Sacramento (MG) - Carolina Maria de Jesus foi ao jornal Folha da Manhã, no dia 5 de fevereiro de 1941, em busca de alguém que dissesse o que era aquilo que ela escrevia. Quem a atendeu disse que ela era poetisa.

Ela levou um susto. Ficou pensando que doença era aquela e se tinha cura. No bonde, perguntou a um senhor o que significava poetisa. "É mulher que tem pensamento poético", ouviu.

A história está num dos 37 diários dela guardados no Arquivo Público de sua cidade natal, a mineira Sacramento, com cerca de 26 mil habitantes, na divisa com São Paulo. É o principal acervo de originais da autora, que trabalhou como catadora e se tornou um dos maiores nomes da literatura brasileira no século 20.

Após publicar "Quarto de Despejo", Carolina Maria de Jesus voltou à invisibilidade
Após publicar "Quarto de Despejo", Carolina Maria de Jesus voltou à invisibilidade | Foto: Arquivo Pùblico de São Paulo/ reprodução

Com romances, peças de teatro e diários, o material de Sacramento foi entregue à Companhia das Letras para um projeto que vai publicar a obra de Carolina, incluindo inéditos.

O projeto tem supervisão de quatro pesquisadoras da obra de Carolina, além da filha dela, Vera Eunice, e da escritora Conceição Evaristo.

Mas passadas seis décadas do livro de estreia, o clássico "Quarto de Despejo", de 1960, a maior parte da obra dela segue inédita. Um levantamento da pesquisadora Raffaella Fernandez, uma das envolvidas no projeto, reúne uma lista de sete romances, mais de cem poemas, 67 narrativas e cinco peças teatrais, todos inéditos.

O livro que tornou Carolina conhecida e a levou a conhecer Clarice Lispector e o presidente João Goulart ainda é alvo de debate por mudanças feitas por editores e por tentar limitar a autora a um personagem que não poderia existir fora da favela como escritora.

Publicado em vários países, "Quarto" foi editado pelo jornalista Audálio Dantas, que conheceu Carolina ao fazer uma reportagem na favela do Canindé e a ouvir ameaçando os encrenqueiros do lugar de que seriam postos no livro.

Desde o centenário dela, há seis anos, Carolina ressurgiu em publicações e ganhou uma biografia escrita por Tom Farias. Agora, Vera Eunice de Jesus, a pessoa que melhor a conheceu, está construindo um livro sobre a história da mãe.

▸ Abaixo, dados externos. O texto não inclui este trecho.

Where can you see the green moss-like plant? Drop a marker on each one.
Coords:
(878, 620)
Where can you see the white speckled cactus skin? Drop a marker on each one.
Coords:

Dos originais com paradeiro conhecido, há um caderno no Museu Afro Brasil, dois no Instituto Moreira Salles, o IMS, 14 na Biblioteca Nacional, além do acervo mineiro. Há ainda dois cadernos que pesquisadores indicavam estar na coleção do bibliófilo José Mindlin, mas que não estão no acervo doado à Universidade de São Paulo. Além de outros espalhados em arquivos pessoais.

No acervo de Sacramento, estão lembranças de viagens, edições de seus livros, fotos, recortes de jornais, anotações e cadernos de material inédito, como o romance "Dr. Sílvio".

Parte do material está deteriorada e não há climatização apropriada. Um relatório recomendando adequações, feito pelo IMS, apontou problemas como infestação de cupins, infiltração e goteiras. Pedia ainda um armário de aço, entre outras medidas.

Segundo o secretário municipal de Cultura, Carlos Alberto Cerchi, um admirador de Carolina, que reconhece as limitações, a ideia é que o acervo seja transferido para o Museu Histórico, onde ficará exposto ao público. A previsão é que isso ocorra em setembro.